Unsupported rumors circulated that he was later involved in work with the Chinese communists during the Korean War. In other reports he returned to Hungary under a false name in the 1970’s, and he may have been part of a right-wing Hungary officers’ association that arranged his escape from the Vac prison. Some people also claim he was a long-serving Russian agent that had been planted in Hungary years earlier. Any of these possibilities, if true, have never been definitely determined.
Matuska was never recaptured. His fate remains as unclear as the motives behind his actions. Despite his possible political connections and the apparent mental illness of his later statements, modern researchers have also suggested Matuska suffered from symphorophilia, a condition that involves arousal when staging and watching disasters. The term was created by psychologist and author John William Money who wrote that the illness may be more widespread than initially assumed. “For those members of the general public who have a touch of sadomasochism in them,” Money wrote, “disaster as an unrehearsed event is often a large part of the appeal of entertainment stunts and sports, from the circus to stock-car racing.” Matuska may have had more than “a touch of sadomasochism” in him and could have suffered from symphorophilia.
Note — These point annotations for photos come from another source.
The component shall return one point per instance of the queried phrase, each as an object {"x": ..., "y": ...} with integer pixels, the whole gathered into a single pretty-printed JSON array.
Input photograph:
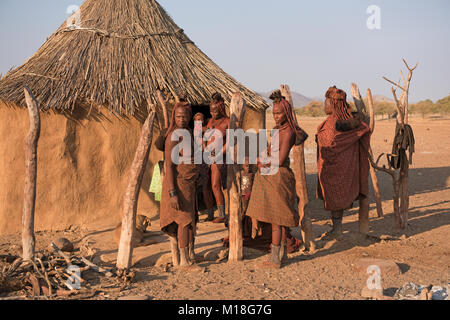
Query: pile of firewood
[{"x": 55, "y": 274}]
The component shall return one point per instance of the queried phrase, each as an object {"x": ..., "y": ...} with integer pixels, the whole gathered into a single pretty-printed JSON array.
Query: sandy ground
[{"x": 422, "y": 253}]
Modern phycologists could diagnose Matuska with having mental illness. His reported involvement with communist causes in Europe and Asia added to his folklore. Many people still suggest he was making a political statement with his train derailments in addition to getting a sexual thrill out of the resulting mayhem. But in the end, as one researcher wrote, “No one will ever know if Szilveszter Matuska started out a political extremist and developed a taste for the chaos and destruction.” Or, as appears to be the case, “was a complete madman.” In truth, he was probably all those things.